Help me highlight Asian characters in MS Word?
How can I find and highlight non latin characters in a Microsoft Word?

I have documents containing Japanese, Chinese, Korean and Vietnamese characters. (hanzi, kanji, hanja etc.)

I want to streamline the process of finding and highlighting those characters in a document.

I can find and replace text by all manner of font and formatting options but don't seem to be able to search by non latin characters.

Any ideas?

I currently use Word Starter but I'm happy to upgrade or to use a different program entirely if it'll give me highlighted documents that I can print out!
Best answer: Word's regex implementation is incomplete, but it is possible to find non-Latin alphanumeric characters with the expression [!a-z A-Z 0-9]. Note that you will have to add additional values to ignore punctuation and special symbols, and also paragraph marks and manual line breaks and the like.
I'm not sure whether Word Starter has this functionality or not and haven't tried it with all these languages, but in Word 2003:

- open the Find dialog (Ctrl-F)
- click on the button that says More (bottom row, rightmost button)
- click on the button that says Format (bottom row, rightmost button)
- click on Language from the menu that pops up
- select a language, hit OK
- back in the original dialog box, click on the Replace tab (near the top, to the right of the Find tab)
- that tab has two text entry fields.

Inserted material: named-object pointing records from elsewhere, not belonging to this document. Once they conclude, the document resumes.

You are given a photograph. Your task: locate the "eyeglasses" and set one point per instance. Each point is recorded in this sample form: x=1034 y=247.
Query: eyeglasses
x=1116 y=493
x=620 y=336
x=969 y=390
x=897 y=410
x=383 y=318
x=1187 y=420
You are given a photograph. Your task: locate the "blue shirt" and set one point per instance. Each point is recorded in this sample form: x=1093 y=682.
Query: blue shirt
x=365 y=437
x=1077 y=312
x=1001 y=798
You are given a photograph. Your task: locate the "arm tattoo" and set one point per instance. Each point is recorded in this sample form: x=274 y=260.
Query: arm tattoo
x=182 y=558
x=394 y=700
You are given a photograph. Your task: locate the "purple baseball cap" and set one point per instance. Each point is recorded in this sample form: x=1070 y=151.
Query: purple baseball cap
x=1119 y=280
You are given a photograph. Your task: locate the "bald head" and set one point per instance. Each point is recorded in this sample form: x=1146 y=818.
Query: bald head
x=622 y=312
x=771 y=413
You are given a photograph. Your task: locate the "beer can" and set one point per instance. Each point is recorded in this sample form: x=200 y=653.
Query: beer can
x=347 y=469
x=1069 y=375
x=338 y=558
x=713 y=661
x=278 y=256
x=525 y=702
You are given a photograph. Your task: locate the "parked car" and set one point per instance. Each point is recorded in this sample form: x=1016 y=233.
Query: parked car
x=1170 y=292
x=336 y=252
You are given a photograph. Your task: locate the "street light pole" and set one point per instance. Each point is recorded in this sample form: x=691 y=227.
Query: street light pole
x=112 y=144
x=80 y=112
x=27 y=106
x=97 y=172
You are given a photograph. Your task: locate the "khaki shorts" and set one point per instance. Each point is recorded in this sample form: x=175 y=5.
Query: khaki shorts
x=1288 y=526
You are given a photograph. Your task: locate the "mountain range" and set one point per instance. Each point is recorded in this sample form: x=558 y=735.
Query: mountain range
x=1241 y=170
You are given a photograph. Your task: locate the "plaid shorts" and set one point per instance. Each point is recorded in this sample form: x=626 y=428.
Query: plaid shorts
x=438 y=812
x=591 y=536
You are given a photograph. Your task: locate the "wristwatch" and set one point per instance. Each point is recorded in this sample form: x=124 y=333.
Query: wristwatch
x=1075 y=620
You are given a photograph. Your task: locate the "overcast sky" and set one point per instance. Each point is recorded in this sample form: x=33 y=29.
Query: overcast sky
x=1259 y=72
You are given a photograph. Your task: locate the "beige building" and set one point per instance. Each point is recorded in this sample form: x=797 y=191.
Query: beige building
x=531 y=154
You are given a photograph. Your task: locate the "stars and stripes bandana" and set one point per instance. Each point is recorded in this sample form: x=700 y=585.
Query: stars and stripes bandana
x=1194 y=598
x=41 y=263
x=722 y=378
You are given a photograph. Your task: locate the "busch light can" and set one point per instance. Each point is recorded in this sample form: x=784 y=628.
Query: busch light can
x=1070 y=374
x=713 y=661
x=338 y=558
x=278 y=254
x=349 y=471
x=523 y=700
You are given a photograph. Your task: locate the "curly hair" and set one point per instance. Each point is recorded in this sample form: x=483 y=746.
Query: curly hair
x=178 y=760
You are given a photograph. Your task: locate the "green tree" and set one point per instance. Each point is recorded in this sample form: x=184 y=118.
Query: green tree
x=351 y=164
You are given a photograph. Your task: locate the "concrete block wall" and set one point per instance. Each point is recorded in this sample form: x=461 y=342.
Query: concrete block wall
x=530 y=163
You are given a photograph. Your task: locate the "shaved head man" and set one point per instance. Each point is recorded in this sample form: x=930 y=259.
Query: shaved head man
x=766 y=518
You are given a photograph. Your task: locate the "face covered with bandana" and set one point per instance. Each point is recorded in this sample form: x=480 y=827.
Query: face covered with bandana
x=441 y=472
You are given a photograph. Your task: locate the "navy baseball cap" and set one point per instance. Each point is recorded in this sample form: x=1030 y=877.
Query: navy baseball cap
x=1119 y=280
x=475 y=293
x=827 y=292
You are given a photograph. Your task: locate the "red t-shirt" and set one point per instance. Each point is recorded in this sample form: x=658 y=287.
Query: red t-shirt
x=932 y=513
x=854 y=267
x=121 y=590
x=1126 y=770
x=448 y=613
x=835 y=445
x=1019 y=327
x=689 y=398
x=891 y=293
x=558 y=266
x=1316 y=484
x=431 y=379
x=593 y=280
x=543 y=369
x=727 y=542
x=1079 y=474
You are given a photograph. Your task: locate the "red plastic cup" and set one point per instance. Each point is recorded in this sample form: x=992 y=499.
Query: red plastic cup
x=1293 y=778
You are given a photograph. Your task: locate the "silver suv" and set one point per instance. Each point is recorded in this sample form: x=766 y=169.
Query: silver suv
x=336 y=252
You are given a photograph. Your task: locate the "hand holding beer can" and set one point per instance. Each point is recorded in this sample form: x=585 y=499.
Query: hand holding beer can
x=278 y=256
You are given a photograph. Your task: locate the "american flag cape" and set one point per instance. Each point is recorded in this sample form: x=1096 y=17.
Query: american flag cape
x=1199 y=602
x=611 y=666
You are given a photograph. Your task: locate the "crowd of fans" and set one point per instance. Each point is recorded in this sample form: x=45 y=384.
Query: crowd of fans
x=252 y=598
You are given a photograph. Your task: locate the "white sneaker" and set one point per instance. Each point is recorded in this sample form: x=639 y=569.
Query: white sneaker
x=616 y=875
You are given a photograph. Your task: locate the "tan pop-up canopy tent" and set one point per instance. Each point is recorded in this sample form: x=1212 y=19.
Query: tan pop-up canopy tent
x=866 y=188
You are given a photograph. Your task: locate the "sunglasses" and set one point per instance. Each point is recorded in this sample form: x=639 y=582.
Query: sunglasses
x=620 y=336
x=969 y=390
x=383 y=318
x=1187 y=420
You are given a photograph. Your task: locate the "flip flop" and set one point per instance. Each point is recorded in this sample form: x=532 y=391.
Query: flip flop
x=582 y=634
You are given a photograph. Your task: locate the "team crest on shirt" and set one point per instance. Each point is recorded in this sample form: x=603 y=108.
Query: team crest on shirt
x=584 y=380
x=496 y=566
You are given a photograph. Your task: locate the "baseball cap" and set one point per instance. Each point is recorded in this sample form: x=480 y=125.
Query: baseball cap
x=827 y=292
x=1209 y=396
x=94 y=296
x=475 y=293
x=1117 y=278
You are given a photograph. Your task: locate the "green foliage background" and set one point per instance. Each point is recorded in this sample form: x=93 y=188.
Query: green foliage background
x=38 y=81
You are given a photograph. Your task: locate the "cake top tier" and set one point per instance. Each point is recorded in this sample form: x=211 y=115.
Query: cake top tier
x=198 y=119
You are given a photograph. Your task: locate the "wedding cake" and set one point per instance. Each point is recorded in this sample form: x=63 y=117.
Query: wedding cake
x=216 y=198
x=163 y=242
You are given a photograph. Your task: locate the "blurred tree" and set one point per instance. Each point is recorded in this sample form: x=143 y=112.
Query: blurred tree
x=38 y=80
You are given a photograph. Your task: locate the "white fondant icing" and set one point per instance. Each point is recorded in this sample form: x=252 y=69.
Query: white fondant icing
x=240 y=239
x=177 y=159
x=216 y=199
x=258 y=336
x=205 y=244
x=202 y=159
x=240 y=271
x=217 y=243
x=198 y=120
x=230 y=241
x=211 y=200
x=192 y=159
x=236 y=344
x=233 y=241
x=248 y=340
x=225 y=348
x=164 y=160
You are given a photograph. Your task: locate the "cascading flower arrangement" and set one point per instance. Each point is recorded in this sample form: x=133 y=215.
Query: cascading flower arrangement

The first one should be empty, and under it should be the name of the language you selected.
- click inside the second field, which should also be empty.
- click on the Format button again and select Highlight.
- click on the Replace All button

note: this will use whatever highlight color you currently have selected. If you want different colors for different languages, click on the highlight color selector (in 2003 I think it's on the formatting toolbar by default) and pick a different color in between Replace Alls.

If the Replace All doesn't seem to work, make sure you actually have a highlight color selected.
Response by poster: Izzy has it with the regex tip. I had no idea that I could use regex in Word and now I can I'm a very happy typesetter!

I've set up a few regex queries which I run as replace functions highlighting in a different color each time so I can clearly see in different colors non-latin characters and romanji characters.


trig, I'd tried searching by language before but Word (Starter version at least) didn't find the non latin characters. It actually selected the whole document which makes me think that it decides based on the language the document is assigned rather than individual text characters. Thanks for the try though!